CFO Maree Webster told shareholders that the 12 per cent rise in employee expenses was partly due to the extra staff required to separate the New Zealand and Australian operations, while CEO Rob Flannagan said that staff turnover was high because Generation Y had little employment loyalty.

Gibbs was delighted with the 6 cent final dividend for the September 2007 - the first payout in more than five years - but he was unwilling to make any firm commitment regarding future payments. He said that the board had no dividend payout ratio policy and had not decided whether it would pay an interim dividend in future years but he hoped that the final dividend for the September 2008 year would be greater than 6 cents.

In reply to a question Gibbs said that a steady stream of individuals visited his office with proposals regarding Tower but there were no takeover offers for the company at present nor was he expecting one in the immediate future. But he went on to say, with a broad grin on his face, that he would welcome an attractive bid.

Tower has made a big investment in KiwiSaver but has attracted only 29,000, or 7.0%, of the 414,000 contributors. Flannagan admitted that this is a low market share, particularly as Tower is one of the six default providers, but the company was struggling because the trading banks had far greater distribution power.

After the meeting company representatives argued that the IRD’s 414,000 KiwiSaver figure seems to be too high and a large percentage was children, who will be more of a cost than a benefit to providers for a number of years. It will be three to five years before Tower’s KiwiSaver operations are profitable.

Tower’s exposure to the international sharemarkets and the credit crisis was also raised. In this regard the group has three main types of investments:
1) On balance sheet investments where the profits and losses accrue to Tower 
2) On balance sheet investments where the profits and losses mostly accrue to life policy holders and other outside parties
3) Off balance sheet investments, mainly funds managed by the investment division.

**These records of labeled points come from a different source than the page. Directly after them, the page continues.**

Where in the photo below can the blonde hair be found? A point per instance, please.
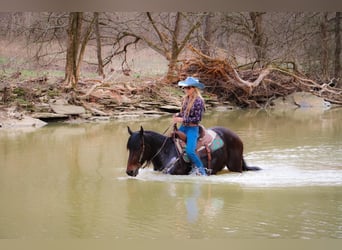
(190, 101)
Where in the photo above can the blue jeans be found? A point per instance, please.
(191, 143)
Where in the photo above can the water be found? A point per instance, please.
(69, 181)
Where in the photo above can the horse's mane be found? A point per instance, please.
(133, 142)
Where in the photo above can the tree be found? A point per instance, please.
(166, 33)
(337, 61)
(76, 45)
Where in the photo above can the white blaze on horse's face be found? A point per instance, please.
(135, 145)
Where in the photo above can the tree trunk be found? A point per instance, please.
(207, 35)
(258, 38)
(337, 61)
(324, 42)
(173, 68)
(74, 33)
(98, 45)
(76, 48)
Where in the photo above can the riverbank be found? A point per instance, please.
(33, 103)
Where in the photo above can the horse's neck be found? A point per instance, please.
(161, 151)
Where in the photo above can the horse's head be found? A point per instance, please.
(136, 148)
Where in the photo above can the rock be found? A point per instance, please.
(50, 117)
(300, 100)
(66, 109)
(25, 123)
(169, 108)
(308, 100)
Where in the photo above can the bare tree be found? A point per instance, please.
(98, 45)
(76, 45)
(337, 61)
(166, 33)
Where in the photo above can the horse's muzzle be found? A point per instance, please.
(132, 173)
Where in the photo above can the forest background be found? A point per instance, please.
(100, 59)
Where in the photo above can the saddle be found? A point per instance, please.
(208, 141)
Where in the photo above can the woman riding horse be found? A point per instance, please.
(160, 150)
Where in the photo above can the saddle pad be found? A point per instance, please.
(216, 142)
(213, 140)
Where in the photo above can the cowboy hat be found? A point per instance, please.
(191, 82)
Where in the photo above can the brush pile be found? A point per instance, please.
(253, 88)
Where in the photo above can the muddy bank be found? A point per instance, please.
(33, 104)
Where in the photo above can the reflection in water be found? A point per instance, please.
(191, 203)
(69, 181)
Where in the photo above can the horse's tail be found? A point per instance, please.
(249, 168)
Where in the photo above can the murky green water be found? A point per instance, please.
(69, 181)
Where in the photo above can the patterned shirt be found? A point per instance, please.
(195, 114)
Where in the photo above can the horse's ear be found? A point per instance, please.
(129, 130)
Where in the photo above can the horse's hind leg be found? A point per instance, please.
(234, 162)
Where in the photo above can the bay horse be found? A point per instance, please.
(149, 146)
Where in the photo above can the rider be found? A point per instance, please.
(190, 116)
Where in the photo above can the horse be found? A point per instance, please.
(148, 146)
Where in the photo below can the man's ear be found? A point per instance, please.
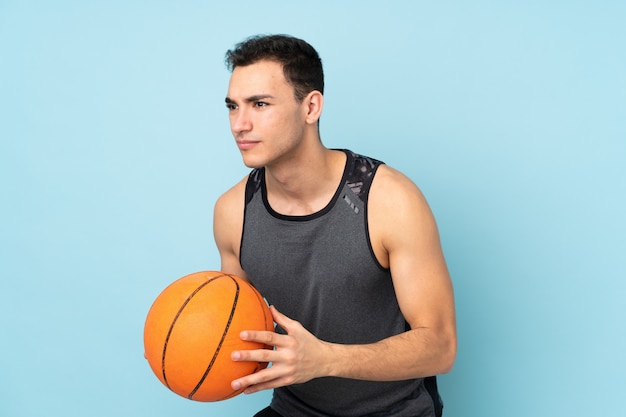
(314, 102)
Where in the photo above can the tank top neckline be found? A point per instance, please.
(317, 214)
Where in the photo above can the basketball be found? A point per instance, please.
(193, 326)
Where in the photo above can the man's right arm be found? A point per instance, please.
(228, 228)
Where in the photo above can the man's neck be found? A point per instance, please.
(305, 184)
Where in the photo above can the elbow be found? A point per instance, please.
(448, 354)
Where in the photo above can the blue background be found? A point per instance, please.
(510, 116)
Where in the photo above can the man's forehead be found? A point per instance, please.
(259, 78)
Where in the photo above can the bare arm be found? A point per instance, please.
(227, 228)
(405, 238)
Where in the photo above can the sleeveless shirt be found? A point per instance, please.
(320, 270)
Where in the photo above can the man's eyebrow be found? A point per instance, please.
(250, 99)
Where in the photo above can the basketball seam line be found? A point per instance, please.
(171, 329)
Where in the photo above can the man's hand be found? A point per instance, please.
(298, 356)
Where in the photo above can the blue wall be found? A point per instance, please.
(511, 117)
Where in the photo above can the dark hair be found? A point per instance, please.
(301, 63)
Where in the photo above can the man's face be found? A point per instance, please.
(266, 120)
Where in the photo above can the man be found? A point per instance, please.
(344, 248)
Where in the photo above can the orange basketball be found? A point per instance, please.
(192, 328)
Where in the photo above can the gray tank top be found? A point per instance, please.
(320, 270)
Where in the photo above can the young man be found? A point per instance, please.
(343, 247)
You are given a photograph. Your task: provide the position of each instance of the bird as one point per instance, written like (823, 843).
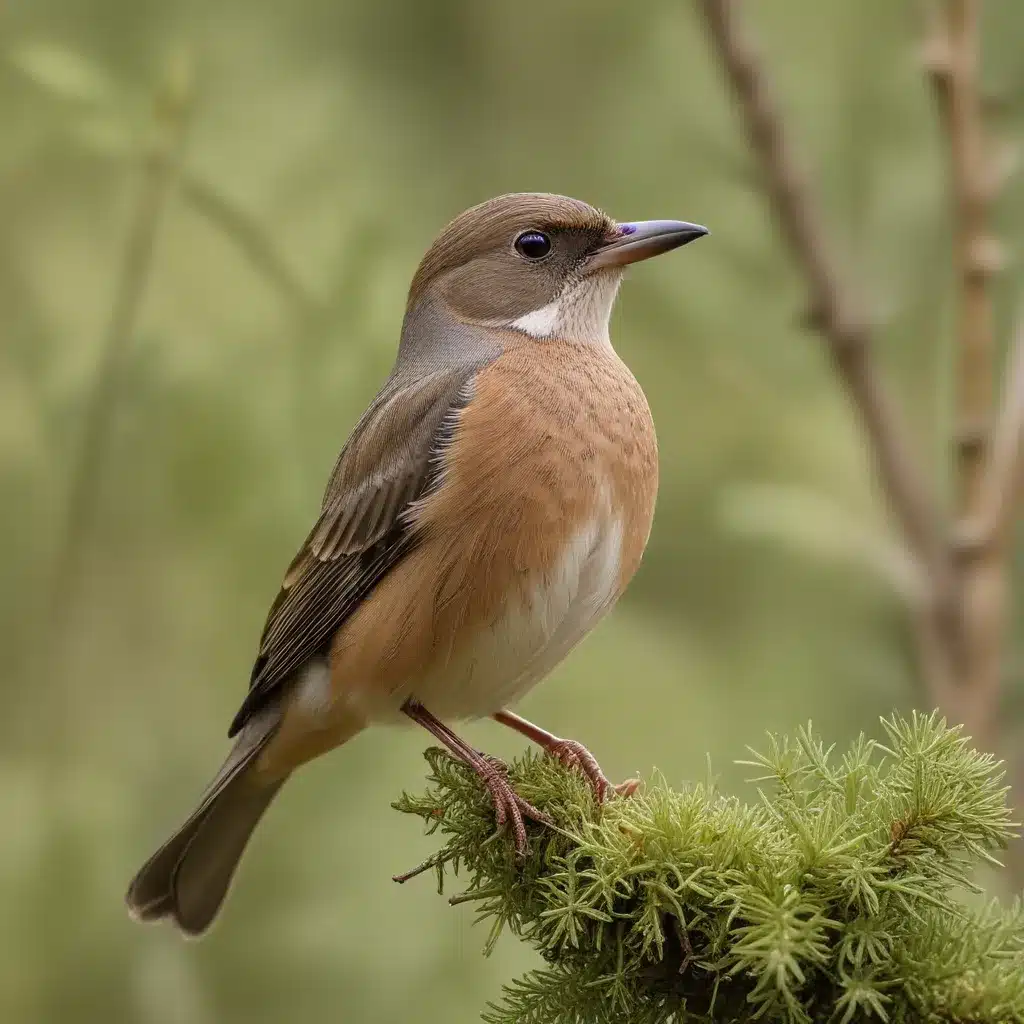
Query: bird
(487, 509)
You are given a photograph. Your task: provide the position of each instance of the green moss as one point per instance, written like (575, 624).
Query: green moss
(832, 899)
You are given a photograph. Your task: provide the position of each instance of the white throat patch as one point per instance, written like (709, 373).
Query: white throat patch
(582, 312)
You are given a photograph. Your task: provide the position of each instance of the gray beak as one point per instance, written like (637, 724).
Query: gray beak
(644, 239)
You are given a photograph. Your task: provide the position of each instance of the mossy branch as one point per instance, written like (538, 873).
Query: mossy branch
(834, 898)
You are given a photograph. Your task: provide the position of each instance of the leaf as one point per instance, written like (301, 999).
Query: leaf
(815, 525)
(64, 72)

The first area has the biggest impact on earnings in the short term and in this regard Tower is well placed. All of its general insurance division’s investment funds are held in short term fixed interest securities offering high interest rates as Pimco, the offshore fixed interest portfolio manager, was one of the first managers to anticipate the credit crunch.

This was one of the reasons Gibbs was in such fine form as he told shareholders that results for the first four months of the year were tracking ahead of the same period in 2006/07.